Quando si parla di Dunkirk, il film di Christopher Nolan viene spesso elogiato per il suo rigore formale e per l’impressionante ricostruzione immersiva dell’evacuazione del 1940. Tuttavia, anche un’opera così attenta ai dettagli storici non è esente da piccole imprecisioni. Una delle più discusse riguarda gli aerei tedeschi mostrati nel film.
Nel lungometraggio, i Messerschmitt Bf 109 della Luftwaffe compaiono con le tipiche “teste” dipinte di giallo. Il problema? Durante i giorni dell’evacuazione di Dunkerque, nel maggio-giugno 1940, quegli aerei non avevano ancora adottato quella livrea. Le marcature gialle sarebbero state introdotte solo circa un mese dopo gli eventi narrati nel film.

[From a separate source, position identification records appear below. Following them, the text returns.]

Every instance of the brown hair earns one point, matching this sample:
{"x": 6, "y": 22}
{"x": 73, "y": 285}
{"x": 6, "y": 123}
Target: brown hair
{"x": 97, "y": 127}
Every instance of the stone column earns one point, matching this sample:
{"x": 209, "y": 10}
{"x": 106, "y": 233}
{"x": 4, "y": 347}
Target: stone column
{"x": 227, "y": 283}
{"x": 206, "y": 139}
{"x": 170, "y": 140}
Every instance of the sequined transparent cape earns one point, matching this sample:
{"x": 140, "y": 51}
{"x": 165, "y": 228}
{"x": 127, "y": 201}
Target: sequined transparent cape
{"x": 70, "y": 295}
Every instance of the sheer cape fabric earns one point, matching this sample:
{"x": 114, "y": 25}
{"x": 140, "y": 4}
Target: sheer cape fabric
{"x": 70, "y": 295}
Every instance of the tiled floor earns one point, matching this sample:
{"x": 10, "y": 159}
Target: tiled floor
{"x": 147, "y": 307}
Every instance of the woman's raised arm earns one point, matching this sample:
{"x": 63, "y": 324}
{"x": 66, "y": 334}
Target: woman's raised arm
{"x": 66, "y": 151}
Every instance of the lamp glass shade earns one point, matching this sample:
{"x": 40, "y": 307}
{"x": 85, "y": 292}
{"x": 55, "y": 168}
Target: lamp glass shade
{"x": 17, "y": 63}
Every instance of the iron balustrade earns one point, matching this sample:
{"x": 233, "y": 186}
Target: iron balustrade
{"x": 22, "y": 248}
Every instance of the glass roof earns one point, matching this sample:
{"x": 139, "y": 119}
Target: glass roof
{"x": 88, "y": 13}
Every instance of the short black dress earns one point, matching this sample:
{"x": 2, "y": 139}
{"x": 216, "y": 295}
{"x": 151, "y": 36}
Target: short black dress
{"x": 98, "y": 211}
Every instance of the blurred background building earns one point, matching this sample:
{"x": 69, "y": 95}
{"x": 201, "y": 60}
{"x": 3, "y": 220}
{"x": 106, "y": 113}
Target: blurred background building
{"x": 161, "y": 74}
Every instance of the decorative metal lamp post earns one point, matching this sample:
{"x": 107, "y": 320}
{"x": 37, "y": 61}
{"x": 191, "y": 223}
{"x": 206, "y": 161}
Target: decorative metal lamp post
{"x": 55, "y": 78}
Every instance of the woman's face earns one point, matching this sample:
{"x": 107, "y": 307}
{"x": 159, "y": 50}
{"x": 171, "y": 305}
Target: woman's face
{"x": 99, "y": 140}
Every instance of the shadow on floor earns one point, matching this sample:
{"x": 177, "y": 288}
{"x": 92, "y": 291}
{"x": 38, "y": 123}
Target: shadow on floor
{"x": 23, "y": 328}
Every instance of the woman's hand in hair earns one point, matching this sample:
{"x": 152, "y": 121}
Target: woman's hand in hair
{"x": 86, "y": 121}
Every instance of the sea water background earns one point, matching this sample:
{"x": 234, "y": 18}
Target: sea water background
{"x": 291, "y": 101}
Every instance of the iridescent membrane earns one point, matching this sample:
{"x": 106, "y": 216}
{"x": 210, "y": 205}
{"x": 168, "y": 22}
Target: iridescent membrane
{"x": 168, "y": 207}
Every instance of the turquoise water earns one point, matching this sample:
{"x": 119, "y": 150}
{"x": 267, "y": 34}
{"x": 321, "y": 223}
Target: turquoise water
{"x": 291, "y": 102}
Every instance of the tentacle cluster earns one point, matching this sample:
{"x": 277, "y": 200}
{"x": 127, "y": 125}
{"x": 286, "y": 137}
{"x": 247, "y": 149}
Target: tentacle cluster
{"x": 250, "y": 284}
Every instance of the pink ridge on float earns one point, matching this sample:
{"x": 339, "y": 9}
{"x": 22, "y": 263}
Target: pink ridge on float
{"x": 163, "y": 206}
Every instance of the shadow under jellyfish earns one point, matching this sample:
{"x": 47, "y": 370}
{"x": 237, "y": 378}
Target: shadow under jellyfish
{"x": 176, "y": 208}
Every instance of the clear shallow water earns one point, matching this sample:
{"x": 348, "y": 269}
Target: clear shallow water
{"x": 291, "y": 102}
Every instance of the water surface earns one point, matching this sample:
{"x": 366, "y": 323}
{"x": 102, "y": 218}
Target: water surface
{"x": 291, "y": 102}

Per gli storici più rigorosi si tratta di un errore evidente. Ma in realtà non è affatto una svista. È stata una scelta consapevole e deliberata di Nolan.

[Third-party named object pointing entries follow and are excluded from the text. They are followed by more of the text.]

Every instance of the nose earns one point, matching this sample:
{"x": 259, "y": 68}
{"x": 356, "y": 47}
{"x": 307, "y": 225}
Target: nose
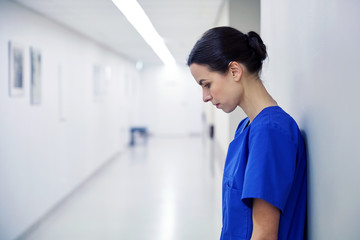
{"x": 206, "y": 95}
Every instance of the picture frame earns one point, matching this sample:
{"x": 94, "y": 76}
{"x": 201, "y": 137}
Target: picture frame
{"x": 16, "y": 69}
{"x": 35, "y": 86}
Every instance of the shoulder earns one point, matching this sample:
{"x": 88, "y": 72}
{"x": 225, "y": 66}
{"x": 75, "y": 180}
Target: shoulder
{"x": 275, "y": 122}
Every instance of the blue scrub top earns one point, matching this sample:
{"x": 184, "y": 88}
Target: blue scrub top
{"x": 266, "y": 160}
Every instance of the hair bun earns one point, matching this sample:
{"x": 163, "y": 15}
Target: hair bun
{"x": 256, "y": 43}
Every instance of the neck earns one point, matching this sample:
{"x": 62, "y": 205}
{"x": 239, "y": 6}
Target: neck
{"x": 255, "y": 97}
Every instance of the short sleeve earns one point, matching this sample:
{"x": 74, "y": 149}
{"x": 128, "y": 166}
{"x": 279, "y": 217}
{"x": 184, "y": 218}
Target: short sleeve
{"x": 271, "y": 166}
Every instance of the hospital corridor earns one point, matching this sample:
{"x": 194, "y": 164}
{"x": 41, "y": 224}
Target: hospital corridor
{"x": 118, "y": 118}
{"x": 163, "y": 189}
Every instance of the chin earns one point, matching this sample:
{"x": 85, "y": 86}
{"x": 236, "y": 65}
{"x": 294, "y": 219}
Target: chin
{"x": 228, "y": 110}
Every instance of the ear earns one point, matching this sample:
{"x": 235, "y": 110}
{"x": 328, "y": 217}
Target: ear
{"x": 236, "y": 70}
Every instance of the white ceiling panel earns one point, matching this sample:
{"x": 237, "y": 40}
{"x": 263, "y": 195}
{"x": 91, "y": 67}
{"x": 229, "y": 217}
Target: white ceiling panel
{"x": 179, "y": 22}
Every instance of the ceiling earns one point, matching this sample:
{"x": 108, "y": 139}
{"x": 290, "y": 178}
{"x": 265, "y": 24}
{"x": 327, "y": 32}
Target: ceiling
{"x": 179, "y": 22}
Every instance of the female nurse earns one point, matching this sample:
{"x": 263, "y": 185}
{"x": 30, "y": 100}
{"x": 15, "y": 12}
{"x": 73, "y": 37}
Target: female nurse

Il regista ha spiegato che, nella realtà dei fatti, i velivoli non erano ancora contraddistinti dal muso giallo durante l’operazione Dynamo. Tuttavia, distinguere in aria uno Spitfire britannico da un Messerschmitt tedesco non è affatto semplice per uno spettatore moderno, soprattutto in sequenze concitate e girate con un approccio estremamente realistico. In un film costruito su tensione continua, montaggio serrato e linee temporali intrecciate, la chiarezza visiva diventa fondamentale.
Le sequenze aeree di Dunkirk sono volutamente scarne: pochi dialoghi, nessuna spiegazione didascalica, pochissima musica extradiegetica. Nolan punta tutto sull’esperienza sensoriale. In questo contesto, se i due schieramenti fossero risultati visivamente indistinguibili, il pubblico avrebbe faticato a comprendere chi stesse attaccando e chi difendendo. La tensione sarebbe rimasta, ma la leggibilità dell’azione ne avrebbe risentito.

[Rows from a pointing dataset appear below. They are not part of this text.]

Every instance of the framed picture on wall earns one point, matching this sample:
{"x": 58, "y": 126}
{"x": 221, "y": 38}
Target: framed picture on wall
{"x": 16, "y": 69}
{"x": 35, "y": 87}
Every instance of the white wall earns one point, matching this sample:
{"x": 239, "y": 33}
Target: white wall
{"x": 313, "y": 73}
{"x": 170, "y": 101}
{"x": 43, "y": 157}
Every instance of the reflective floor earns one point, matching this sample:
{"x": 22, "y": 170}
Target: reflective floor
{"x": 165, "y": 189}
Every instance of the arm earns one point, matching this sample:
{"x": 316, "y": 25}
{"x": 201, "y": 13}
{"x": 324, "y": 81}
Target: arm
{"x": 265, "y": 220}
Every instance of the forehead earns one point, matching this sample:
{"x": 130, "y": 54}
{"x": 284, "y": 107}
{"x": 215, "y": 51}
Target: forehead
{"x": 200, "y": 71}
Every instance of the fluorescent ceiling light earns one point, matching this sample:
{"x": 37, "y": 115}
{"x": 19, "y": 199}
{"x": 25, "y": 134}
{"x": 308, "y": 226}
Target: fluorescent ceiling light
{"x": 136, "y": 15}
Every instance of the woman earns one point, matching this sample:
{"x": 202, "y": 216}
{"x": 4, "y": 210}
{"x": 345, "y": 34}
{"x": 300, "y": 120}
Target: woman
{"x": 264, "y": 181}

La scelta di dipingere i musi degli aerei tedeschi di giallo diventa così uno strumento narrativo. Non un tradimento casuale della storia, ma un compromesso consapevole tra accuratezza e chiarezza cinematografica. Nolan stesso ha sottolineato che alcune inesattezze sono state introdotte “a occhi aperti”, nel rispetto degli eventi reali ma con la priorità di raccontare la storia in modo comprensibile.
Del resto, Dunkirk non è un documentario, ma un film che cerca di far vivere allo spettatore l’angoscia dell’attesa sulle spiagge, la vulnerabilità in mare e la tensione nei cieli. E proprio le sequenze aeree, con Tom Hardy nei panni del pilota Farrier, sono tra le più memorabili. Anche se, storicamente, i combattimenti non avvenivano quasi mai a quote così basse come quelle mostrate nel film – l’aviazione cercava infatti il vantaggio dell’altitudine – l’effetto visivo scelto da Nolan rende il conflitto più immediato e tangibile.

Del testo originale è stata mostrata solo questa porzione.